(1.) ON the present application for review of the judgment of this Court dated 11th July 1925, coming on for hearing, counsel for the non-applicants raised an objection that no review lay having regard to the provisions Section 114 and Order 47, Rule 1, Civil P.C. It was urged that, avowedly, there had been no discovery of any new and important matter or evidence, that there was no mistake or error apparent on the face of the record, and that there was no other sufficient reason for granting the review.

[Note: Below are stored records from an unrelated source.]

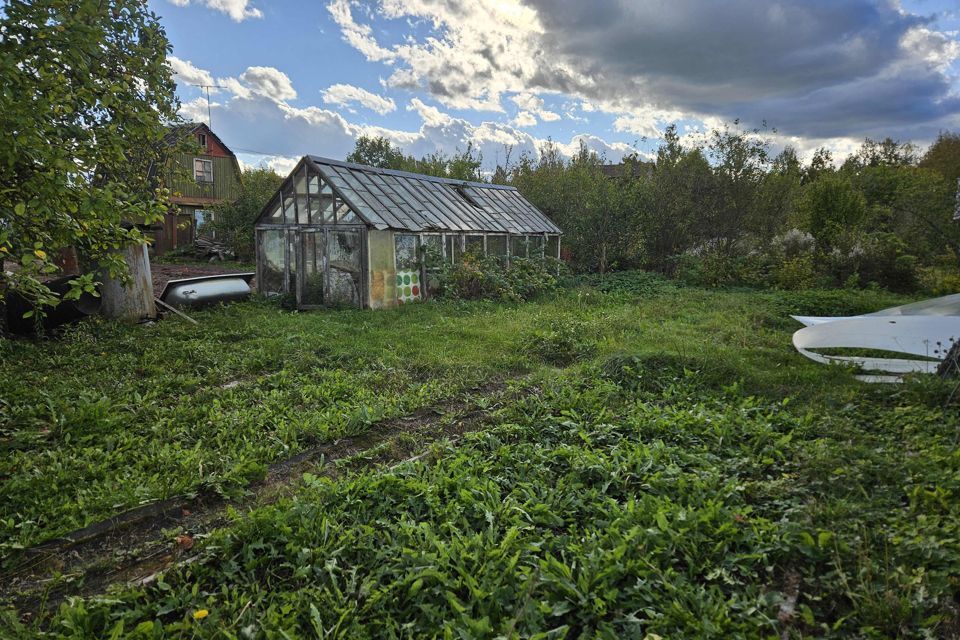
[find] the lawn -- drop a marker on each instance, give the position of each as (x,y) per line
(664,465)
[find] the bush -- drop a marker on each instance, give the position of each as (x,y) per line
(561,343)
(655,373)
(632,283)
(481,277)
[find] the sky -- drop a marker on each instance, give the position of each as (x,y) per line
(300,77)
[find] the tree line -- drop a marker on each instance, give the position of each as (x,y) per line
(724,209)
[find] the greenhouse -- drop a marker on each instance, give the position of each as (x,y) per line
(338,234)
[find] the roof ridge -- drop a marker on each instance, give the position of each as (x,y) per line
(409,174)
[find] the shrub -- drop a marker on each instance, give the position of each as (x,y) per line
(481,277)
(561,343)
(795,273)
(633,283)
(655,373)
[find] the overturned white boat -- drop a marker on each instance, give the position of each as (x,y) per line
(926,330)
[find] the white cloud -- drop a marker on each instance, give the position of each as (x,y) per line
(525,119)
(186,72)
(432,116)
(359,36)
(255,116)
(238,10)
(531,105)
(196,110)
(268,82)
(818,70)
(345,94)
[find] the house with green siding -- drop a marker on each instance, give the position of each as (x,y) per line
(204,175)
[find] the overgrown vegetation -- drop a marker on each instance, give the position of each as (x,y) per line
(721,210)
(476,276)
(86,98)
(232,222)
(682,474)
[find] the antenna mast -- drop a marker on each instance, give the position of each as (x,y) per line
(206,88)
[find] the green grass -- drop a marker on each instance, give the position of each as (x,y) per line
(681,469)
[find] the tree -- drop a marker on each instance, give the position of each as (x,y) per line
(85,97)
(943,156)
(886,153)
(377,152)
(232,222)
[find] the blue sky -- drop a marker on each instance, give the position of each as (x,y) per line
(435,75)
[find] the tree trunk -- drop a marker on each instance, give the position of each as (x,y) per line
(131,302)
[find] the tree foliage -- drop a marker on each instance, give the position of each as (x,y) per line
(380,152)
(85,94)
(232,222)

(2.) ON behalf of the applicant a considerable argument was developed to the effect that this Court had omitted to appreciate the full force of the words: at the commencement of this law, has either by himself or by himself and through his predecessor-in-title, sub-tenant or mortgagee in possession, held and continuously from a date previous to the first day of June 1895. in Section 47, Berar Alienated Villages tenancy Law, 1921. It was urged that the tenant had been out of possession from March 1921 to 1st June 1922, and that, in those circumstances it was impossible to hold that he had been holding the land continuously. This point was fully considered by me in the judgment in question, and whether my decision thereon is correct or not, it is only too obvious that by no stretch of terms and by no process of forced interpretation could the erroneous view on this point, assuming it to be such on the legal question involved, be deemed to fall within the provisions of Rule 1, Sub-rule (1), of Order 47. The question of the interpretation of the said rule has been discussed at length by their Lordships of the Privy Council in Chhajju Ram v. Neki A.I.R. 1922 P.C. 112 and on the principles laid down therein, the present application for review clearly, in my opinion, does not lie for the reasons stated therein.
(3.) FINALLY , as regards the words " any other sufficient reason " in the rule referred to, it is impossible to bring any of the grounds under this category in view of the act that their Lordships of the Privy Council have construed the said term as meaning a reason sufficient on grounds at least analogous to those specified immediately previously.